Full-text and fielded data searching. Following are some key text search features.
- Terabyte indexer. dtSearch enterprise and developer products can index over a terabyte of text in a single index, spanning multiple directories, emails and attachments, online data and other databases. The products can create and search any number of indexes. Indexed search time is typically less than a second, even across terabytes of data.
- Concurrent, multithreaded searching. The dtSearch Engine supports fast, concurrent, multithreaded searching. A “success story” from Intel® describes dtSearch’s “perfect score” for high-volume web-based concurrent searching:
Using the Intel®
Concurrency Checker, available through the Intel®
Software Partner Program, [dtSearch Corp.] then tested a dtSearch Engine sample application to simulate high-volume concurrent searching of a single shared index, similar to what might occur on a high-traffic web site. The dtSearch Engine multi-threaded indexed search demo achieved 100 percent parallel time in the Intel Concurrency Checker test, indicating full optimization for multi-core hardware under that test scenario ... The relationship between Intel and dtSearch stretches back a number of years ... [and] generates synergies that deliver excellent performance and other benefits to end-customers, including internal customers at Intel.
- Federated search and the dtSearch Spider. dtSearch products offer federated searching across any number of directories, emails (with nested attachments), and databases. The dtSearch Spider adds local and remote, static and dynamic online content to a search. The Spider can index sites to any level of depth, with support for public and private or secure online content, including log-ins and forms-based authentication. dtSearch products support integrated relevancy ranking with highlighted hits across both online and offline data repositories.
- Faceted search and other data classification options. The dtSearch Engine supports categorization based on document full-text contents, internal document metadata, database content, or data attributes associated with documents during document indexing. The dtSearch Engine has APIs for other advanced data classification options as well, such as faceted search and full-text and/or fielded data positive and negative variable term weighting.
- 25+ search options and international language support. The dtSearch product line offers over 25 hit-highlighted search options, including special forensics search features. For international languages, dtSearch products support Unicode, including support for right-to-left languages, and special Chinese/Japanese/Korean character options.
- SDKs covers native 64-bit and 32-bit APIs in C++, Java and .NET through current versions. The dtSearch Spider is also available with dtSearch Web, and as a .NET API (including a native 64-bit version). The SDKs make available the dtSearch document filters available separately as well for developers that need data parsing, conversion and extraction functionality only, without searching.
dtSearch Corp. typically releases a new version of the dtSearch product line every 3 - 4 months. Because of the very large developer installed base currently using the dtSearch Engine, the company strives wherever possible to maintain backwards compatibility in the developer API.

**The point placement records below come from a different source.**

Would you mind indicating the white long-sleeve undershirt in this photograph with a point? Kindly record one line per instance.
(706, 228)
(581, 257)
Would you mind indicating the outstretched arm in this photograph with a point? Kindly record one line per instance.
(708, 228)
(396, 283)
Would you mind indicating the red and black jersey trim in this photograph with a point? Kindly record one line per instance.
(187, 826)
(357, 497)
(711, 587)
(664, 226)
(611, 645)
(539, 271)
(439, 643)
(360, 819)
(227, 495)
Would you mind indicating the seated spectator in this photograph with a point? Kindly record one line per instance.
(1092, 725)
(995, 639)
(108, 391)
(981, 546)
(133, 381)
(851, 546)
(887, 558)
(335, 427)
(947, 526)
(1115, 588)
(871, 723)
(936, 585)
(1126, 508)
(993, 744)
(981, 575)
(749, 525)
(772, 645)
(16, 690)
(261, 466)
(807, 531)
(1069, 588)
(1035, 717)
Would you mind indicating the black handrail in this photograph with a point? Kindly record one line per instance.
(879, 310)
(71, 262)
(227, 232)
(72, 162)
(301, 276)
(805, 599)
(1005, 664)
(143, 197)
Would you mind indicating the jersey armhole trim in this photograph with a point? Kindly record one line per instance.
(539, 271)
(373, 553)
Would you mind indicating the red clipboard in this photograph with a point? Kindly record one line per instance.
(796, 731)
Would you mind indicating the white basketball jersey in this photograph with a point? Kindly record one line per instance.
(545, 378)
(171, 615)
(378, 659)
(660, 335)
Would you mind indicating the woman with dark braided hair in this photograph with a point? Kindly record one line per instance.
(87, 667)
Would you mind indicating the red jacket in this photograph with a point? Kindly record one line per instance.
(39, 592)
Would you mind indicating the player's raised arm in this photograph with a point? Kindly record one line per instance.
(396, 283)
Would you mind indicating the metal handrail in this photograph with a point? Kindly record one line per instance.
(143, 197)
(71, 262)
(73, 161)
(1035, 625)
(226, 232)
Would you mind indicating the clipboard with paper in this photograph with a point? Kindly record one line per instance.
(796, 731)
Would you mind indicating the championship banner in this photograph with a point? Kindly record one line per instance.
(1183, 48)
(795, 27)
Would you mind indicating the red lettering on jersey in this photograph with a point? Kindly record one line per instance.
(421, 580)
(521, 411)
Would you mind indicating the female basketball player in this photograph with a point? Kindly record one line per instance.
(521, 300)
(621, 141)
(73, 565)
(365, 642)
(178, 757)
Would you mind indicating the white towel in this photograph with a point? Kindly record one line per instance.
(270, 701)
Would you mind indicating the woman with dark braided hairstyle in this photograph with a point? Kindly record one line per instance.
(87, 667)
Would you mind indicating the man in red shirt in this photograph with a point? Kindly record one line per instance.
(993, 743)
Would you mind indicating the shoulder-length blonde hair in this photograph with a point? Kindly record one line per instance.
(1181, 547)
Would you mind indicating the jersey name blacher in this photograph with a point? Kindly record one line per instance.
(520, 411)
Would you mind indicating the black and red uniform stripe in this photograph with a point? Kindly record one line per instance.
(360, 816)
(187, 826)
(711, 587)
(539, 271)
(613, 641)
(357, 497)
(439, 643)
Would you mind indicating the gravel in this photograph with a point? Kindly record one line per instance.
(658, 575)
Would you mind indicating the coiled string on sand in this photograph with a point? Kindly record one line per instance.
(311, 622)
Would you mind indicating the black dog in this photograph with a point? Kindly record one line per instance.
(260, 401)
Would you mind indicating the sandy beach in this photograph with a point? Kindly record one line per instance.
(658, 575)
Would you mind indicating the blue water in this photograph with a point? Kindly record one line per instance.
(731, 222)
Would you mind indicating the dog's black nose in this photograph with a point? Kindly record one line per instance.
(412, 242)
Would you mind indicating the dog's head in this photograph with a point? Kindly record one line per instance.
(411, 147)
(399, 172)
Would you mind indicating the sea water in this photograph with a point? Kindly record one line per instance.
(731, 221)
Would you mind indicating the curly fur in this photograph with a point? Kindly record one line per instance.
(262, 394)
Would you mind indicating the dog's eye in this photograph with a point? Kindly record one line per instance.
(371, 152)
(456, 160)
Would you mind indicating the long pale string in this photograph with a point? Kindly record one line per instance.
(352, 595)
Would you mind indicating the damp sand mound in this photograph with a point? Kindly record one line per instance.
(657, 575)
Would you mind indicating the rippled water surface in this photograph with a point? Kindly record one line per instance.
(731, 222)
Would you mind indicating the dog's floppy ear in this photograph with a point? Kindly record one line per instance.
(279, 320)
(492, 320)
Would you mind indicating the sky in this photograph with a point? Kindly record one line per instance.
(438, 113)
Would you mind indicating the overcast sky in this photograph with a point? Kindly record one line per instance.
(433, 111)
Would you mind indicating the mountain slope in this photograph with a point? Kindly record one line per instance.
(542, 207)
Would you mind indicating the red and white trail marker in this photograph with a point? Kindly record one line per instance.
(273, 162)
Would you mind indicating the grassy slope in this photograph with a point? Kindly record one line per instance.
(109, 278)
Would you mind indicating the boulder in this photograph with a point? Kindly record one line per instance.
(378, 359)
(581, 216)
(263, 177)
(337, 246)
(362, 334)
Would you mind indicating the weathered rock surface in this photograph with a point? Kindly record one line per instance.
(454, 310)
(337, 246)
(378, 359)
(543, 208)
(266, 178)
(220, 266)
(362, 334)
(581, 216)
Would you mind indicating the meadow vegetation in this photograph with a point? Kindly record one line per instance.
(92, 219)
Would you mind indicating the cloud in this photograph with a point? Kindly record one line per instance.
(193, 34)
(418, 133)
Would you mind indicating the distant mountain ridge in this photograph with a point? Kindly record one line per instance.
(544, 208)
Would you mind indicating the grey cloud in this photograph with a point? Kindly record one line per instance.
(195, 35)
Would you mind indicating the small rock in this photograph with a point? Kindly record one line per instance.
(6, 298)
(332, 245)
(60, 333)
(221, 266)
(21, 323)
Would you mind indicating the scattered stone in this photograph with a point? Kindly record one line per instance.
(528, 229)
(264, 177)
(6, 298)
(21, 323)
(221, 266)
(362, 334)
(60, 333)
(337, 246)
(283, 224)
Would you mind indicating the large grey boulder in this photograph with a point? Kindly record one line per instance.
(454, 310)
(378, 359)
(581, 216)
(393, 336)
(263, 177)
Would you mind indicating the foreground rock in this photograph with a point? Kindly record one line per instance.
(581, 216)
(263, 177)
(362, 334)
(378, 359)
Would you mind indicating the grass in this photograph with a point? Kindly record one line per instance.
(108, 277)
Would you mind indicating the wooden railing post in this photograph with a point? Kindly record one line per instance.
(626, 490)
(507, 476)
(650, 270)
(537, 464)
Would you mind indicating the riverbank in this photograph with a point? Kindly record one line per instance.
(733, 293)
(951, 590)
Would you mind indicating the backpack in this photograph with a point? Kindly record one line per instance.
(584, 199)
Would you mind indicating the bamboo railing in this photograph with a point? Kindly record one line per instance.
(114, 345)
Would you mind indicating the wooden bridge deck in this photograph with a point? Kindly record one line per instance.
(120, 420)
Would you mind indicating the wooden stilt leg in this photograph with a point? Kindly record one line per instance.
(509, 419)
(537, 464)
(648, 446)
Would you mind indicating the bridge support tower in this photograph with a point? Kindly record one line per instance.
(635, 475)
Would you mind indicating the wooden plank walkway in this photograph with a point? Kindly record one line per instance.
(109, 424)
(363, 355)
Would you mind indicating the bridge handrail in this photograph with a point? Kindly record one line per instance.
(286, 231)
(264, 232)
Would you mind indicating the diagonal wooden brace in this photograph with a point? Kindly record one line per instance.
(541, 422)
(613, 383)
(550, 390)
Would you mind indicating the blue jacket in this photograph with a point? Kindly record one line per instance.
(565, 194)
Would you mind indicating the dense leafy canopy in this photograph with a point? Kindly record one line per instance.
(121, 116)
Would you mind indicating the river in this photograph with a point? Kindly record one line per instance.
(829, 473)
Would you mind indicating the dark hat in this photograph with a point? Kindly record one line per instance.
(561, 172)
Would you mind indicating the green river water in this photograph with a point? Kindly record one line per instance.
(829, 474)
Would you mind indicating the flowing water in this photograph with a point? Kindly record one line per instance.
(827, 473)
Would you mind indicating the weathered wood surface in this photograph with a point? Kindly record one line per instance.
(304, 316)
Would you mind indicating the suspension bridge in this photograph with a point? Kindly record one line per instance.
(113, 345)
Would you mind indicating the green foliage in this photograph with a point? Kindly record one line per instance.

Typically, a new release will provide support for new formats and operating systems, and of course add new product line features. The dtSearch website includes detailed release notes spanning many years.
Because of the many file format changes that the dtSearch product line must keep up with, as well as coverage for new operating systems and the like, dtSearch encourages customers to stay current on dtSearch releases. Please sign up for automatic notifications of new version releases. And see upgrades for information on current downloads.
With each new release of the dtSearch product line, the company generally makes available a new beta version for download. The posted release notes contain information on the new beta features as well.